Wednesday, October 30, 2013

even in the small...

in a small town just north of us, there is a street that draws crowds by the hundreds this time of year.  nearly each house on this street goes "over-the-top" with their Halloween decorations and displays.  this past saturday evening we decided to bundle up and venture out as a family to check out the latest "tricks and treats" this stretch of pavement has to offer.

prior to going, i asked my husband if we could stop at our storage unit so that i could dig out a Halloween costume.  i've dressed up as the "Twister" game for the past five Halloweens and decided to change things up a bit.  last year my mom made an adorably beautiful peacock costume for my 8 year old daughter.  it was time to snag it for myself!

dusk was upon us and there was little sun left to light our way through our storage unit.  i wasn't expecting the wave of emotion that swept over me as we opened up that door.  but, there before me I found my whole life packed away into boxes.  temporarily stored and waiting.  a stack of boxes had started to collapse and one of the top ones had fallen over, spilling it's contents. my "thanksgiving" bin.  i was hardly feeling thankful.  i had to climb high to reach it.  as i began to collect and re-box it all, i just about lost it.  the air all around thick and stale.  breathe. my heart felt as heavy as all of those drooping boxes being sucked down deep into gravity.

i felt wearisome, and irritable, weepy, and a bit frustrated.  i found the skirt to the peacock costume right away.  but i was unable to find the matching hat.  it was dark.  i was in a funk.  i quickly and quietly returned to the car, not wanting to spoil the mood of the night.  i knew i had placed that peacock hat somewhere "safe" where it wouldn't get smooshed and damaged.  and here it was, less than a week away from Halloween, and i couldn't find it.  great.

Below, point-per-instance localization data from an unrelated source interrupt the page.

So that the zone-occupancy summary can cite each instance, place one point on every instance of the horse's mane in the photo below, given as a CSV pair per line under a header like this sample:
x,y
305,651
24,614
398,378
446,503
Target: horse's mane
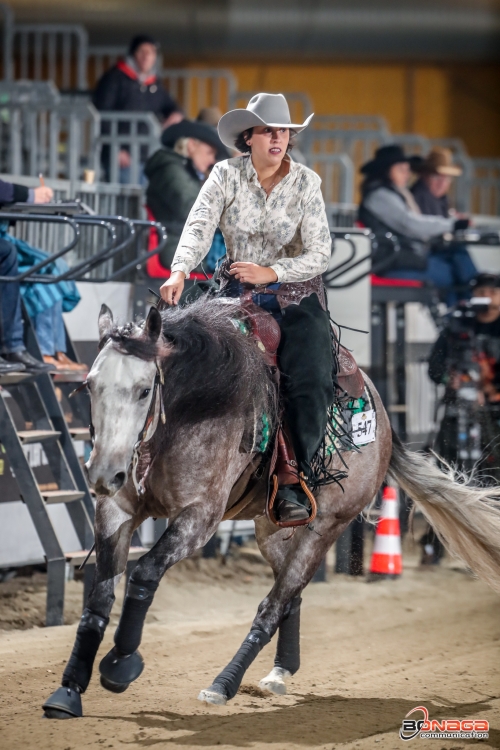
x,y
212,369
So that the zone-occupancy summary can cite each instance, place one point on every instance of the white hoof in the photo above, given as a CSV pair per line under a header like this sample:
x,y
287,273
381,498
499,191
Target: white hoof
x,y
210,696
275,681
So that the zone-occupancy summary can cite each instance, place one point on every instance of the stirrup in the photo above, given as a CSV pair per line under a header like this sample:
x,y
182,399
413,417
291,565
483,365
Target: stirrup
x,y
300,522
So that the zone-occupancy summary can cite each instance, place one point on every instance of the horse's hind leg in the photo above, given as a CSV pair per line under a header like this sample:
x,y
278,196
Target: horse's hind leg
x,y
287,659
273,546
304,554
192,528
113,532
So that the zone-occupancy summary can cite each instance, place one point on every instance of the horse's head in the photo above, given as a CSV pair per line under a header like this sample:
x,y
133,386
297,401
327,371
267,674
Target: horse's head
x,y
122,386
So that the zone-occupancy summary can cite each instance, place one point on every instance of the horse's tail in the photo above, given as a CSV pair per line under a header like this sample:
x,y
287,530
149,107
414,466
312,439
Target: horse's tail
x,y
466,518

over the next few days i scoured the house looking for that silly hat.  it was nowhere to be found.  i was beginning to think that for the 6th year in a row,  being "Twister" was not so bad.  on monday morning, i began untangling my heart through pen and page.  pouring out my latest concerns and heart struggles to the Lord in the wee morning hours before the rest of the house awoke.  toward the end of filling up my prayer journal with thoughts and requests, i prayed, "Lord, this may seem silly, but please help me find the hat to that peacock costume.  Halloween is this week and I have no idea where it is.  Lead me to it."  then off i was to making PB&Js and joining in on the mad morning rush.

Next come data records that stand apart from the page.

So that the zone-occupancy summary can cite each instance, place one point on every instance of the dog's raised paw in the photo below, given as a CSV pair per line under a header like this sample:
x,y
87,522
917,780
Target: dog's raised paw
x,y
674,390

i was meeting a friend that morning for breakfast, and after the kids were whisked away on the school bus, i went down in the basement to grab a card.  i grabbed a bin off of the shelving unit that houses all my craft supplies, and crouched down on the floor to open it up.  as i glanced to my side, i saw a box.  underneath that covered box was a clear bin filled with my girls' retired dance costumes.  and there i saw glorious feathers peeking up from under the lid.  my peacock hat!  He led me right to it, just as i had asked.

immediately, i lit up and a smile spread wide across my face and danced along my heart.  God had heard and answered my prayer.  and within an hour's time!  instantly i thanked Him.  and a great truth resonated from deep within.  if the God of all the earth cared enough to listen to my measly little prayer about a silly peacock hat, and could take care of that...surely He was concerned about the greater struggles of my heart.  and those, too, were safe with Him.

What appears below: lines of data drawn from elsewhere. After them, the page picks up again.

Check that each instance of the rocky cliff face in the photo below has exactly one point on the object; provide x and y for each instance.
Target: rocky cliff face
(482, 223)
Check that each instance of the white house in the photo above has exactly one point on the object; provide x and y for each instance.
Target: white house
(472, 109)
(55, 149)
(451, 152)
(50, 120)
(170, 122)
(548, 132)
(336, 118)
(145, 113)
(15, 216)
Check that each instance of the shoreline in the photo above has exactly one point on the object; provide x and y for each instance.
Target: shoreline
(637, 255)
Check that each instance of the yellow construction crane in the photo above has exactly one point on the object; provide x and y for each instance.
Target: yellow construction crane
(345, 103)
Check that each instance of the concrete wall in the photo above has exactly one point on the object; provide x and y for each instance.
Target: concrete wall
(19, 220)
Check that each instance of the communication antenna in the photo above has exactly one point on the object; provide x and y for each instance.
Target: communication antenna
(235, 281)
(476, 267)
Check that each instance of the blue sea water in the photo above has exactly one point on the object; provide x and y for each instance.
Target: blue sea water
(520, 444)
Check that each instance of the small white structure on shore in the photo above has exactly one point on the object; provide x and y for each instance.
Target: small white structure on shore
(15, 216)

if you are quietly or outwardly struggling, take courage in the Lord.  He can handle all of your "stuff," and He is worthy of being sought after and trusted.  with all of the "big" matters in life, and even with the little ones.  if it matters to you, it matters to Him.  He takes notice of every detail of your life.  it doesn't escape Him or go unnoticed.

it may be a marriage crumbling, an unruly child, or a struggling career.  perhaps it's disappointment after disappointment because life looks different than how you had imagined it to be, and you're just plain tired of the "same-old, same-old," and have begun to lose hope.  maybe it's an illness, weakened faith, financial strain, a great loss, an emptiness you can't quite put your finger on, or a gaping wound of the heart.  it may be an unfulfilled dream, a lost loved one, a lost vision and life purpose.  or something as simple as a lost set of keys, or a silly missing peacock hat.  just call upon Him. in the big, and even in the small.  and watch Him show up.  He will.

"Call to me and I will answer you and tell you great and unsearchable things you do not know."
Jeremiah 33:3


Father God,
Thank you for being a God that can do what we cannot do.  Help us to admit our dependence and inabilities, and to call upon You in all times.  You are the answer to all of our needs, both great and small.  You give us access to hidden things...knowledge, heavenly treasure, and even silly lost peacock hats.  We are grateful that You respond to us when we call upon You.  Thank You for being worthy of our trust and praise.  Our hearts are safe with You.  Let us never grow faint in approaching You with our needs, or in praising You for Your wisdom and provision. You are so faithful!